Researchers of the University of Barcelona have found, in humans, a gen involved in sound processing, an essential function for human communication. The study, published in the Journal of Neuroscience, has detected genetic differences in the efficacy with which the inferior colliculus, a subcortical structure of the brain, codifies auditory signals. These results will be used to focus on the understanding of the auditory system and the different pathologies related to the codification of language such as dyslexia, autism or the central auditory processing disorder.
The research is led by Carles Escera, director of the Institute of Neurosciences of the University of Barcelona, and professor of Cognitive Neuroscience at the Department of Clinical Psychology and Psychobiology, from the Faculty of Psychology. The study is also signed by the researchers from Brainlab- Research Group on Cognitive Neuroscience of the UB Lenka Selinger –first author of the article- Katarzyna Zarnowiec, Marc Via and Immaculada C. Clemente.
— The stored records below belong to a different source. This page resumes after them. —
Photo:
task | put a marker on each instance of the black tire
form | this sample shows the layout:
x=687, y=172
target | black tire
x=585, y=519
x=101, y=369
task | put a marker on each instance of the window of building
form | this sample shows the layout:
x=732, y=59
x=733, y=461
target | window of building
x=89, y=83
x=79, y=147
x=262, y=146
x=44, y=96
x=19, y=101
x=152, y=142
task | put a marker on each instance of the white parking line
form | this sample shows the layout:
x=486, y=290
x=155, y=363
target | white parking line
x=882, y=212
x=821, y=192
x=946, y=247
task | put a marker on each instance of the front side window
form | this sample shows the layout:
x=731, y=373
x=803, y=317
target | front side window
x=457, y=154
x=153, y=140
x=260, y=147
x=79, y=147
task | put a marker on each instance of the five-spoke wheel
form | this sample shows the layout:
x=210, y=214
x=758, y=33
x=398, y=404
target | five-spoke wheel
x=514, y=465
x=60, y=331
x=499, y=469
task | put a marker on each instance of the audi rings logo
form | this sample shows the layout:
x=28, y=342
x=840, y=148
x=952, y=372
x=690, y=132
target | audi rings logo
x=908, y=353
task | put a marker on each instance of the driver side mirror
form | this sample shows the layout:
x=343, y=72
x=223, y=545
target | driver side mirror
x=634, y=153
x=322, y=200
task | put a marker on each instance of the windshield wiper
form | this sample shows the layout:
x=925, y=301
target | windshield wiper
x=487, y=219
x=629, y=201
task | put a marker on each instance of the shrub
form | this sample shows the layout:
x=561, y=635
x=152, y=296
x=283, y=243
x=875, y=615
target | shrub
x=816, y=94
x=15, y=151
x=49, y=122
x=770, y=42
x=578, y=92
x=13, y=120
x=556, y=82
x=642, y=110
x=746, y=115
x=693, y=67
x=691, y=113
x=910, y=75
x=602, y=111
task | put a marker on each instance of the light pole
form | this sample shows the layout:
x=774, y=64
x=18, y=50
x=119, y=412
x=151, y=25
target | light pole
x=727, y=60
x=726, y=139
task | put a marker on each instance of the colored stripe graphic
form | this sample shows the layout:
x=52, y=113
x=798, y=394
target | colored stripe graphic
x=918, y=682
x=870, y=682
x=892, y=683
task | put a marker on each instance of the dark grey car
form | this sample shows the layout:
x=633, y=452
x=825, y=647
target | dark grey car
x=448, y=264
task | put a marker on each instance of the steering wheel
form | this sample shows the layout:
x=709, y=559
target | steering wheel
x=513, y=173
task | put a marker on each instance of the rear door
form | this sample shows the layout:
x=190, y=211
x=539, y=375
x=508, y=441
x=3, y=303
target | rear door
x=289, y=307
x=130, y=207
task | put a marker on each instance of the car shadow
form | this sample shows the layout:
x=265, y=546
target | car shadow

Aiming to discover this correlation in humans, the researchers studied the genotype of 58 volunteers to analyse the presence of 5-HTTLPR, a genetic polymorphism that shapes the serotonin in the synaptic cleft. The participants were then exposed to a repeated stimulus, the syllable /ba/- and an electrode helmet registered the response from the neurones of the inferior colliculus. "This is the registration of a specific response, called frequency following response. That is, when a stimulus with a characteristic frequency within a specific rang is shown –in this case the syllable /ba/-, the neurones in the inferior colliculus react and synchronize their physiological response to the stimulus’", says Lenka Selinger.
The more serotonin, the better signal codification
The results show that neurones in people with the 5-HTTLPR short variable, and thus with a bigger availability for serotonin in synaptic cleft, were synchronized with more precision to the stimulus than the other participants. "These data show that people with more serotonin in the inferior colliculus are able to analyse the stimulus more properly and take the signal in the same context, as if neurones were a Wi-Fi antenna with more coverage. This is actually the first time such a big genetic difference is found in sound encoding", says Carles Escera.
The challenge researchers are now facing is to discover which functional consequences has this clarity in sound encoding and whether it could serve as an indicator for several speech disorders. "If we find a correlation between sound encoding and perception, the genotype could help us detect people who have more probabilities of having problems due to a deficient sound encoding, such as the central auditory processing disorder, and design personalized treatments", says Lenka Selinger.
The study shows for the first time, genetic differences in human auditory signal processing.
Selinger, L.; Zarnowiec, K.; Vila, M.; Clemente, I. C. i Escera. C. «Involvement of the serotonin transporter gene in accurate subcortical speech encoding». Journal of Neuroscience, October 2016.